I’m working on porting a large vb6 application to .NET. The current app is a desktop app that communicates with a set of local access databases. There are about 200 forms in the application and about 100 tables. The screens are mostly complex. Most show master-detail relationships, lots of rows in embedded spreadsheet and dynamically generated editing controls.
They will port it to .NET. I’m not sure if they will want it web-based or winforms. To me, it seems that the application is better suited for winforms. Thankfully, the access databases will be replaced with sql server regardless of choice.
My reasons for winforms:
- Richer UI.
- Client caching
- Faster development. Winforms is productive for me even though ASP.NET is light years more productive than classic ASP. I would still rather work in winforms.
- Can display more data and spend less time concerned with managing state.
I plan to breakout the business/data layer into a seperate library. The business objects in the library will be able to be used either by the winforms or web app.
I’m thinking that if we port to winforms first and have a clean seperation of UI and business logic, I will be able to reuse the business logic in a web version at a later date. Given the business/data layer is in a seperate library with no UI dependencies.
In the end, it’s not my decision to make but I would like to hear your experience moving large windows apps to asp.net.
What was your experience moving a large desktop app to asp.net? How would you approach a project like this? Would you rather port this app to winforms or asp.net? Why?
Thanks! Steve
I would suggest that you do your port in stages to make the transition easier. The first stage would be to port from VB6 desktop to .NET desktop (win forms).
Then in the second stage, if still needed, you move all or parts of the .NET desktop to an ASP.NET GUI.
The step from VB6 to .NET is in itself quite large for a team to make, regardless of GUI choice. The staged approach would allow your team to get to grips with .NET in an application style more similar to the current app.
Your goal to separate business logic into re-usable libraries is therefore important for this staged approach to work. If you take this approach, you have much more flexibility about the GUI type (or types) used.
For example you could have all simpler screens provided in an ASP.NET website, with an auxillary WindowsForms app containing more complex screens that users can download as required. Importantly both of these would use the same business logic libraries, they are mostly just different interfaces to the same application.
ASP.NET (or web development in general) requires a quite different developer mindset when dealing with state, cross browser, html/css etc.

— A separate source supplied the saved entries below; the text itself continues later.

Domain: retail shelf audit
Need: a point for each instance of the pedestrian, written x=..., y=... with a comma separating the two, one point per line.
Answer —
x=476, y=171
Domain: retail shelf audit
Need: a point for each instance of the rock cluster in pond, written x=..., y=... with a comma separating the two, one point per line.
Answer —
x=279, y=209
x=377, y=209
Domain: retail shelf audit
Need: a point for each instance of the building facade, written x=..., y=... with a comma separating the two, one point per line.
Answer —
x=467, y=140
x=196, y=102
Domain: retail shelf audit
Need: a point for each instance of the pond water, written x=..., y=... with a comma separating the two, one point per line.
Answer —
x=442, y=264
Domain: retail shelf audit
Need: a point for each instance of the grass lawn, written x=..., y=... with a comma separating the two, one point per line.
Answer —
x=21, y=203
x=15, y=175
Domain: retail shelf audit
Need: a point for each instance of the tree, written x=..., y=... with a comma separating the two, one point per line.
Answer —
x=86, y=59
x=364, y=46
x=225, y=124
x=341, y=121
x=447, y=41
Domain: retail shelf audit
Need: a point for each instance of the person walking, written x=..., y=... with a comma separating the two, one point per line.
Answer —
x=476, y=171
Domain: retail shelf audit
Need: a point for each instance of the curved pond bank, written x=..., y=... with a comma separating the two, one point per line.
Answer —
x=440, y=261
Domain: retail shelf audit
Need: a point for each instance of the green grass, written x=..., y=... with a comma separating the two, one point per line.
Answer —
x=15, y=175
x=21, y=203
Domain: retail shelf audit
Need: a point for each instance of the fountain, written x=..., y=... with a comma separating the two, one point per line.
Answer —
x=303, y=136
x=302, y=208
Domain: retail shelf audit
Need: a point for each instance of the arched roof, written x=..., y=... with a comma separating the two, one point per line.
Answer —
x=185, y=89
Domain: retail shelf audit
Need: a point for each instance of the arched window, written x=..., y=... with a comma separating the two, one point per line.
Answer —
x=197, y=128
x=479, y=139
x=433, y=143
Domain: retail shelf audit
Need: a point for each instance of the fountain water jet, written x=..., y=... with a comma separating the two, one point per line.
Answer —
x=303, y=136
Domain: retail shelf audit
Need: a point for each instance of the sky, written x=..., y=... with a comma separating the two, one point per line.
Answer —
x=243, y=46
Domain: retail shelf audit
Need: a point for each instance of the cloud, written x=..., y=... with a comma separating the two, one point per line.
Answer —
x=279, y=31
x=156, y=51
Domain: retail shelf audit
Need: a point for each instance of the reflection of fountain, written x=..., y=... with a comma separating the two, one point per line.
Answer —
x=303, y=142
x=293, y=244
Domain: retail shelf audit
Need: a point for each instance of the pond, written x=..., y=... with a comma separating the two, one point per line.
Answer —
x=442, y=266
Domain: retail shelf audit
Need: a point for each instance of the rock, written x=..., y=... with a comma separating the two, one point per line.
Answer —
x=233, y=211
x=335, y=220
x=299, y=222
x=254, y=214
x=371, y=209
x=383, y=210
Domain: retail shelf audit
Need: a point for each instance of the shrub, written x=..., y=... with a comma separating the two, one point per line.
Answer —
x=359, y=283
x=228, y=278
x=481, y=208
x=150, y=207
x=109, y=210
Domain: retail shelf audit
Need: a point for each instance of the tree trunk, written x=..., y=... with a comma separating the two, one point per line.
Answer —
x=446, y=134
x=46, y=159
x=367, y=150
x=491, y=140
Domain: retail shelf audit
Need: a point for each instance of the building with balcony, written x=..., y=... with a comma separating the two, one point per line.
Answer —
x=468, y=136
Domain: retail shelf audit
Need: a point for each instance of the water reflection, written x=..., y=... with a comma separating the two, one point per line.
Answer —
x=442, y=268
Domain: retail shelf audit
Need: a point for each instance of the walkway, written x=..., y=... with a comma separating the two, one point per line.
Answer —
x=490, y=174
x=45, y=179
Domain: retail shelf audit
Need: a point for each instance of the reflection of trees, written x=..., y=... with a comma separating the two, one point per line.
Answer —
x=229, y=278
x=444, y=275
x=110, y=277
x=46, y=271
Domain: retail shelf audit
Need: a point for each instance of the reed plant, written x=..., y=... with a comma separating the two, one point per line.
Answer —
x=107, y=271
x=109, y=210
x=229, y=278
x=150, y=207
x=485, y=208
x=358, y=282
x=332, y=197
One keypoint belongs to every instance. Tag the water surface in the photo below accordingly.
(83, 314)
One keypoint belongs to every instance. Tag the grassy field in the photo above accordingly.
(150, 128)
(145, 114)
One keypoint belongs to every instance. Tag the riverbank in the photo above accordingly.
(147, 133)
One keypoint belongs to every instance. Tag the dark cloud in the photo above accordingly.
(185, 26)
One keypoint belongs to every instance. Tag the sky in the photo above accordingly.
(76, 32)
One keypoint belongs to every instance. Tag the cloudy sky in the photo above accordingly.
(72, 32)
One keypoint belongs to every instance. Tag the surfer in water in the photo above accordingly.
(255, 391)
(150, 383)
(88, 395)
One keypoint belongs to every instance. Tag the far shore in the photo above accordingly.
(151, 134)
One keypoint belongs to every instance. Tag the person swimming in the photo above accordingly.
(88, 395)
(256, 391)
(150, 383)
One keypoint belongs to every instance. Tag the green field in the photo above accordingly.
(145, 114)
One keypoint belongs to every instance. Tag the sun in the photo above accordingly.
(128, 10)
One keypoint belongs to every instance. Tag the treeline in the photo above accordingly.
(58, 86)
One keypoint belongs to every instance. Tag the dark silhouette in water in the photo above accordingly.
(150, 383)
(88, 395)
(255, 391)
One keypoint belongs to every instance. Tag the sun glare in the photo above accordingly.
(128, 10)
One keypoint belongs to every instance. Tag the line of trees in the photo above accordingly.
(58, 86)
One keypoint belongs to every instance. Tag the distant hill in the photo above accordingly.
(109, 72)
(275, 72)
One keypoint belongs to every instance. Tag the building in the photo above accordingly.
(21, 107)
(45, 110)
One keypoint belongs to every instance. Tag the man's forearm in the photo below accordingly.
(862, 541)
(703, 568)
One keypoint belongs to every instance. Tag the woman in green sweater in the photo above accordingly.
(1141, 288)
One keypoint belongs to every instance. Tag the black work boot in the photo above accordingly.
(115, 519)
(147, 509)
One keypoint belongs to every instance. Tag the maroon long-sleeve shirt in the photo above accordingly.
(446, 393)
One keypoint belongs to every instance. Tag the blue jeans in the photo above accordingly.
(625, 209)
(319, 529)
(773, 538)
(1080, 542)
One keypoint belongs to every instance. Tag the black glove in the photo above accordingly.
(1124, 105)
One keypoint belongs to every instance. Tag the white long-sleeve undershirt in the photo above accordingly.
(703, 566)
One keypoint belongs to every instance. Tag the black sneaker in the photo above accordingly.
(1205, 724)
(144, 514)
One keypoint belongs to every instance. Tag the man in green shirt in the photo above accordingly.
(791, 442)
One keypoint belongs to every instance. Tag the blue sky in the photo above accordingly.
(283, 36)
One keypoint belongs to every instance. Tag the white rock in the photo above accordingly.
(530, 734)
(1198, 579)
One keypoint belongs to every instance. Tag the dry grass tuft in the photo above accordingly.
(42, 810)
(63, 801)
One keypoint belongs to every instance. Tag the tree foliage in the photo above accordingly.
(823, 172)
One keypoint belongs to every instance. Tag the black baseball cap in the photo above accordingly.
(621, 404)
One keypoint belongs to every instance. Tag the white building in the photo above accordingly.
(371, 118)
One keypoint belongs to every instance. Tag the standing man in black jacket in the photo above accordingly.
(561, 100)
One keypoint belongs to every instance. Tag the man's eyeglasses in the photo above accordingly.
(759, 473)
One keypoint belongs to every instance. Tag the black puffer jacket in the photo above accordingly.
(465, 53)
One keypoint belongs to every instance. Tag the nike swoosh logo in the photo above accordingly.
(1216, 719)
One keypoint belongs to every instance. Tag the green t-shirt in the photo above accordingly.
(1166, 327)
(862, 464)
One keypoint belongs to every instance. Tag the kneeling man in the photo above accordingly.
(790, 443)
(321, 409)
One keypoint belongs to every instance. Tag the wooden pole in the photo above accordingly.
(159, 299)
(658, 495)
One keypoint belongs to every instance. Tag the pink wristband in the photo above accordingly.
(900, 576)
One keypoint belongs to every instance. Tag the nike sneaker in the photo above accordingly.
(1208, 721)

I recently worked on a port/migration of a large Delphi desktop app to .NET. The goal was to go to ASP.NET, however this fell over completely because the existing team had limited web development experience and tried to just re-implement the dektop app using ASP.NET. I’d say that this is a much bigger risk when compared to re-creating screens in Windows Forms, at least the end result will be usable and provide end-users some value.
While Ajax and jQuery have made great improvements to the richness of web GUIs, it sounds like your the existing app has some areas such as spreadsheet presentation of data that would be easier to implement efficiently in a desktop app.
In summary, the ‘ideal’ is to move the business logic and rules to .NET in such a way that you can then simply ‘plug-in’ a user interface at a later date. This may be much easier said then done, but that is the goal I normally aim for.